Google has suspended business with Huawei that requires the transfer of hardware, software and technical services except those publicly available via open-source licensing, a source told Reuters on Sunday, in a blow to the Chinese technology company that the U.S. government has sought to blacklist around the world.
Holders of current Huawei smartphones with Google apps, however, will continue to be able to use and download app updates provided by Google, a company spokesperson said, confirming earlier reporting by Reuters.
“We are complying with the order and reviewing the implications,” the spokesperson said.
“For users of our services, Google Play and the security protections from Google Play Protect will continue to function on existing Huawei devices,” the spokesperson said, without giving further details.
The suspension could hobble Huawei’s smartphone business outside China as the tech giant will immediately lose access to updates to Google’s Android operating system. Future versions of Huawei smartphones that run on Android will also lose access to popular services, including the Google Play Store, and GMail and YouTube apps.
“Huawei will only be able to use the public version of Android and will not be able to get access to proprietary apps and services from Google,” the source said.
Huawei commits to ‘safe and sustainable’ software
In response, Huawei said on Monday it would continue to provide security updates and services for its smartphones and tablets, but it did not say what would happen with phones it would sell in the future.
“Huawei will continue to provide security updates and after-sales services to all existing Huawei and Honor smartphone and tablet products, covering those that have been sold and that are still in stock globally,” a Huawei spokesperson said via email.
“We will continue to build a safe and sustainable software ecosystem, in order to provide the best experience for all users globally,” said Huawei, which is the world’s second-biggest smartphone maker after Samsung and aspires to the top position.
Huawei’s devices in its home market do not have Google apps, but the move could hugely damage the brand’s appeal to consumers outside China.
Almost half of the 208 million phones Huawei shipped in 2018 went to outside mainland China, and Europe is the most important overseas market where its devices currently have 29 per cent market share, according to technology research firm IDC.
Google, owned by Alphabet Inc., said it would enact restrictions on Android updates to Huawei after U.S. President Donald Trump on Thursday added the Chinese company to a trade blacklist, making it extremely difficult for it to do business with U.S. counterparts.
On Friday, the U.S. Commerce Department said it was considering scaling back restrictions on Huawei to “prevent the interruption of existing network operations and equipment.” It was not immediately clear on Sunday whether Huawei’s access to mobile software would be affected.
The extent to which Huawei will be hurt by the U.S. government’s blacklist is not yet known as its global supply chain assesses the impact. Chip experts have questioned Huawei’s ability to continue to operate without help from the United States.

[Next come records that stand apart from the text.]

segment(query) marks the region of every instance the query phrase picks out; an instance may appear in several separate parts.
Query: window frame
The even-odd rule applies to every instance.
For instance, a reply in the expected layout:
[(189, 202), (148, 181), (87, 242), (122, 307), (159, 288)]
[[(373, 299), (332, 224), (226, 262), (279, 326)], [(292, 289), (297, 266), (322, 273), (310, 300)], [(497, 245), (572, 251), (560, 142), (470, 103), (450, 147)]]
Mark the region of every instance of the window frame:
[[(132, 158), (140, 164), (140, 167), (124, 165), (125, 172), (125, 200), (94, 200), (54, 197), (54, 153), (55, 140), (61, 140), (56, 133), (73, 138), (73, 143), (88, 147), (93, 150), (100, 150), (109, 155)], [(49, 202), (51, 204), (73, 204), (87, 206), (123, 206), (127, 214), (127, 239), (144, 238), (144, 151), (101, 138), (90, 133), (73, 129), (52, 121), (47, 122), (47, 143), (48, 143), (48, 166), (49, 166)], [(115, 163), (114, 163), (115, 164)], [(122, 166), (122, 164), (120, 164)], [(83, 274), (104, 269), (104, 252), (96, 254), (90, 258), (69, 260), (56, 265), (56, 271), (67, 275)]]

Details of the specific services affected by the suspension were still being discussed internally at Google, according to the source. Huawei lawyers are also studying the impact of the blacklist, a Huawei spokesperson said on Friday.
Representatives of the U.S. Commerce Department did not immediately comment.
Minimal impact in China, but ‘critical’ elsewhere
Huawei will continue to have access to the version of the Android operating system available through the open-source licence, known as Android Open Source Project (AOSP), that is available for free to anyone who wishes to use it. There are about 2.5 billion active Android devices worldwide, according to Google.
However, Google will stop providing Huawei with access, technical support and collaboration involving its proprietary apps and services going forward, the source said.
Huawei has said it has spent the last few years preparing a contingency plan by developing its own technology in case it is blocked from using Android. Some of this technology is already being used in products sold in China, the company has said.
The impact is expected to be minimal in the Chinese market. Most Google mobile apps are banned in China, where alternatives are offered by domestic competitors such as Tencent and Baidu.
In Beijing, Foreign Ministry spokesperson Lu Kang said the ministry had noticed the report and would look into it and pay attention to developments.
“At the same time, China supports Chinese companies to use legal weapons to defend their legitimate rights,” he added, but did not elaborate.
Huawei’s European business, its second biggest market, could be hit as Huawei licences these services from Google in Europe.
“Having those apps is critical for smartphone makers to stay competitive in regions like Europe,” said Geoff Blaber, vice president of research, CCS Insight.